Ansicht vom alten Markt mit Hof-Apotheke um 1860 (Haus mit Markiese) Foto: n.n., Repro, Stadtarchiv Kiel
Insgesamt blieb Kiel aber ein kleines Städtchen mit einer Einwohnerzahl von wenigen Tausend, das sich unter dänischer Kontrolle nur langsam entwickelte. Seit 1827 befindet sich die Hof Apotheke im Besitz der Familie Rüdel, deren
jetziger Inhaber Jan Hendrik Rüdel das Geschäft in sechster Generation fortführt. Das alte Gebäude wurde während der Kieler Neubauphase zum Ende des 19. Jahrhunderts erneuert. Dieser Bau ging wie auch die Rats-Apotheke bei dem bis dahin umfangreichsten US-Tagesangriff im Bombenhagel vom 22. Mai 1944 unter.
Mittlerweile ist die Hof Apotheke an ihrem angestammten Platz am Markt aus dem Kieler Stadtbild nicht mehr wegzudenken. Das Geschäft selbst wurde in den vergangenen Jahren mehrfach modernisiert und zeigt sich trotz ihrer über 410-jährigen Firmengeschichte als Dienstleistungszentrum mit rund 30 Beschäftigten im neuen Glanz.
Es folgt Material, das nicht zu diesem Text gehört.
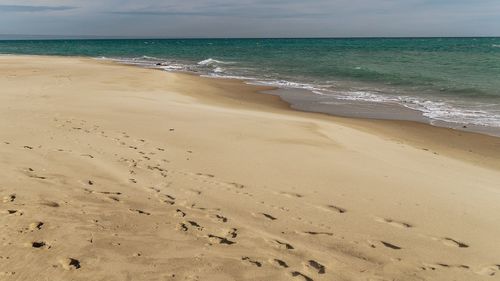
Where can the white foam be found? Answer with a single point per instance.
(210, 62)
(437, 109)
(286, 84)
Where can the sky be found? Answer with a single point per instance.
(250, 18)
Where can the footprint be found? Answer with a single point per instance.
(336, 209)
(291, 194)
(280, 263)
(319, 268)
(9, 198)
(35, 225)
(454, 243)
(51, 204)
(221, 218)
(284, 245)
(251, 261)
(195, 225)
(180, 213)
(182, 227)
(390, 245)
(318, 233)
(269, 216)
(394, 222)
(304, 277)
(70, 263)
(233, 233)
(140, 212)
(489, 270)
(39, 245)
(220, 240)
(14, 212)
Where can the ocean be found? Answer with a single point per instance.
(453, 82)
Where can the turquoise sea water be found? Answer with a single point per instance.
(455, 80)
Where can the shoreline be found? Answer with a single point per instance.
(115, 172)
(478, 147)
(306, 100)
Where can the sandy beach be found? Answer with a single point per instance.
(114, 172)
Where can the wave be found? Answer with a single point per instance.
(211, 62)
(435, 110)
(147, 58)
(287, 84)
(432, 107)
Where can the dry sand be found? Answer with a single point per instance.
(111, 172)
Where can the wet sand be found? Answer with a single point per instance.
(113, 172)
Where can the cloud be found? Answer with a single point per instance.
(251, 18)
(22, 8)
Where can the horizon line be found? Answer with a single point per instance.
(4, 37)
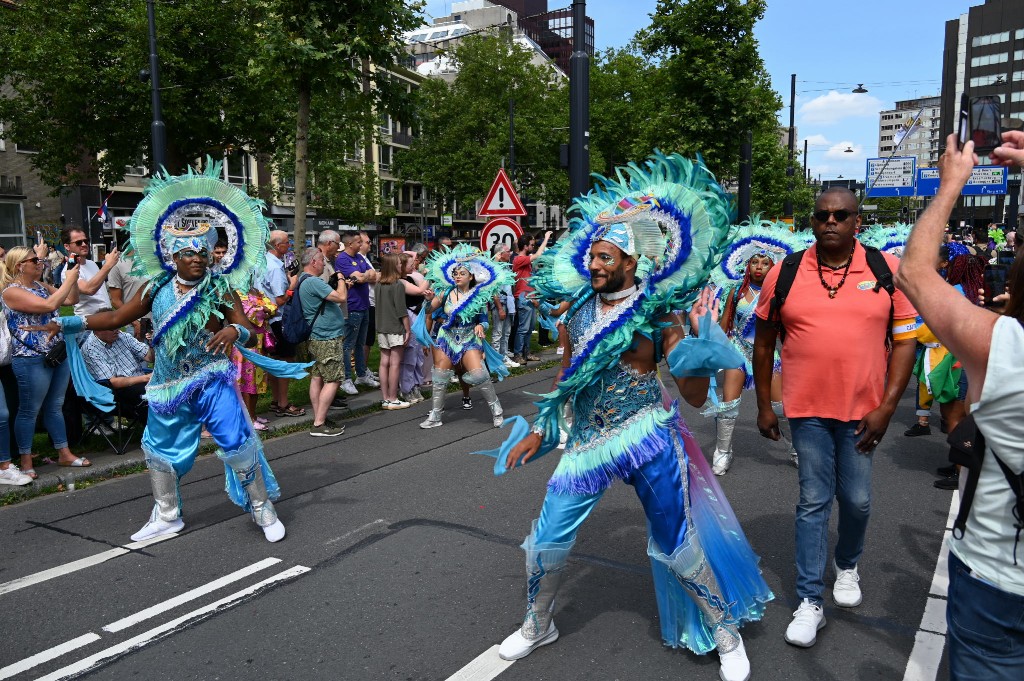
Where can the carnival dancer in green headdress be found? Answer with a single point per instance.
(198, 320)
(639, 250)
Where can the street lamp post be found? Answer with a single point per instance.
(158, 130)
(579, 103)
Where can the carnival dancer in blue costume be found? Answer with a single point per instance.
(639, 249)
(198, 320)
(754, 249)
(464, 281)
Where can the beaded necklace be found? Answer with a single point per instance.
(833, 290)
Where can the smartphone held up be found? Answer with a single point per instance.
(981, 122)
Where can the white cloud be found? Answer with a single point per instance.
(838, 152)
(835, 107)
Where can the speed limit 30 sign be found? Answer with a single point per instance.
(500, 230)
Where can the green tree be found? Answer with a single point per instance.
(464, 125)
(326, 49)
(73, 90)
(714, 86)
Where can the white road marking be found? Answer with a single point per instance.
(171, 603)
(46, 655)
(486, 666)
(76, 565)
(930, 639)
(164, 630)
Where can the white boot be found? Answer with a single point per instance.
(723, 445)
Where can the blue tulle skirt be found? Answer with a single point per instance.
(733, 561)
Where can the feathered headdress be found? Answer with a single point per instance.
(886, 238)
(755, 238)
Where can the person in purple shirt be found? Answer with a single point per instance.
(360, 277)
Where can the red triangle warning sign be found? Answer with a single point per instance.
(502, 201)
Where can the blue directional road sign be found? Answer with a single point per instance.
(928, 181)
(986, 180)
(891, 177)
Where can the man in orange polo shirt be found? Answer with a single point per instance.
(840, 388)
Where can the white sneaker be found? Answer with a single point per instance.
(721, 462)
(806, 622)
(734, 665)
(846, 592)
(158, 527)
(368, 380)
(516, 646)
(274, 533)
(12, 475)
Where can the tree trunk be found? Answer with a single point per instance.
(301, 165)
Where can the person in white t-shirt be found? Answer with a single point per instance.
(92, 280)
(986, 559)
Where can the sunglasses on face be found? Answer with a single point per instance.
(841, 215)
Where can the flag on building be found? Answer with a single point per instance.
(907, 128)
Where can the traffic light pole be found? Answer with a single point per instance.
(579, 103)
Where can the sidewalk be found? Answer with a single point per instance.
(107, 464)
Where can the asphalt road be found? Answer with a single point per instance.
(401, 561)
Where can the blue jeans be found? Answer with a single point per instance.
(40, 388)
(830, 468)
(355, 340)
(526, 320)
(985, 629)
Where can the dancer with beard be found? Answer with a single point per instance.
(637, 251)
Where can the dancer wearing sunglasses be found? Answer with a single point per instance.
(847, 354)
(755, 249)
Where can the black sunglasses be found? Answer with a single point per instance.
(841, 215)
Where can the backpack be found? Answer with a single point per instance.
(876, 262)
(294, 327)
(968, 450)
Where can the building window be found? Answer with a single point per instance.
(237, 169)
(989, 59)
(990, 39)
(11, 223)
(982, 81)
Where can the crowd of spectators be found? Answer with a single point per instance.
(349, 303)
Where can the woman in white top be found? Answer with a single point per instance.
(985, 607)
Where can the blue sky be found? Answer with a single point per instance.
(895, 48)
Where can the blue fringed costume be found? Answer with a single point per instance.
(193, 386)
(458, 313)
(674, 219)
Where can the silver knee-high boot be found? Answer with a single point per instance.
(481, 379)
(245, 463)
(786, 432)
(725, 424)
(690, 566)
(166, 515)
(440, 379)
(545, 565)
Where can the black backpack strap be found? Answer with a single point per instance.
(786, 275)
(974, 472)
(1016, 482)
(883, 281)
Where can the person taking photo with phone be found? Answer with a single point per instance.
(986, 583)
(42, 380)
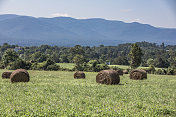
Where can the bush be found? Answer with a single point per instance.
(171, 71)
(53, 67)
(161, 72)
(19, 64)
(150, 70)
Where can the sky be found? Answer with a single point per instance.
(159, 13)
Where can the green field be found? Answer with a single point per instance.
(66, 65)
(57, 93)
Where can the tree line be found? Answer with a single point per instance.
(89, 58)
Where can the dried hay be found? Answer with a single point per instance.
(138, 74)
(6, 75)
(120, 72)
(125, 71)
(108, 77)
(79, 75)
(19, 75)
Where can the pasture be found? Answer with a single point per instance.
(57, 93)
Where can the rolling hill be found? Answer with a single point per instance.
(67, 31)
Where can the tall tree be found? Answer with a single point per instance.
(135, 56)
(9, 56)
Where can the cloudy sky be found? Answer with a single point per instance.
(159, 13)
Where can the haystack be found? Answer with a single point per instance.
(120, 72)
(19, 75)
(125, 71)
(79, 75)
(6, 75)
(108, 77)
(138, 74)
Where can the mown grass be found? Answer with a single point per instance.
(66, 65)
(57, 93)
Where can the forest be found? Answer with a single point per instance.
(45, 57)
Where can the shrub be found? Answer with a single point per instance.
(53, 67)
(19, 64)
(161, 72)
(171, 71)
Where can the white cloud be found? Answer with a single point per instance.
(136, 20)
(60, 15)
(125, 10)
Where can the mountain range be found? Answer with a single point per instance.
(67, 31)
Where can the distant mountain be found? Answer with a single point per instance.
(67, 31)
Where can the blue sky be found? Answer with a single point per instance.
(159, 13)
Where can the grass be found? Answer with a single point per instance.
(57, 93)
(66, 65)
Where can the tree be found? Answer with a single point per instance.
(79, 60)
(9, 56)
(150, 62)
(135, 56)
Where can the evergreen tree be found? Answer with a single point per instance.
(135, 56)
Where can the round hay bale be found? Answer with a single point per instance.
(6, 75)
(108, 77)
(125, 71)
(19, 75)
(79, 75)
(120, 72)
(138, 74)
Mit der explosionsartigen Entwicklung Kiels ab 1864 durch den Herzug der preußischen, später kaiserlichen Kriegsmarine nach Ende der dänischen Herrschaft war auch der Bedarf an zusätzlichen Apotheken im nun ausufernden Stadtgebiet enorm. Die städtische Einwohnerzahl hatte bis 1864 auf 18.770 zugenommen, und es gab immer noch nur zwei Apotheken in der Innenstadt. Das änderte sich bereits 1865 mit Eröffnung der (heute nicht mehr existierenden) „Schwan-Apotheke“ in der Holstenstraße 91. Erst 1883 kam im damaligen Neubaugebiet an der Ecke Brunswiker und Bergstraße die „Kronen-Apotheke“ am heutigen Dreiecksplatz hinzu. Kiel erreichte um 1900 die Einwohnermarke von 100.000, nach zehn Jahren verdoppelte sich die Zahl bereits, und Dutzende neue Apothekengeschäfte entstanden in dem Ausmaß, wie die Stadt an Größe zunahm. Heute besitzt die Stadt knapp über 70 Geschäfte, zum Teil auch mit Filialen in den großen Einkaufszentren wie dem Sophienhof und dem Citti-Park.
Sowohl Alte Rats-Apotheke als auch die Hof Apotheke sind im Web zu erreichen, auf den Seiten wird ebenfalls auf die Firmengeschichte eingegangen.
Wer sich außerdem über die Apothekengeschichte informieren möchte, dem sei die spezielle Abteilung zum Thema in der Medizin- und Pharmaziehistorischen Sammlung der Universität, Brunswiker Straße 2, empfohlen. Unter anderem sind dort alte Apothekeneinrichtungen und –geräte zu sehen.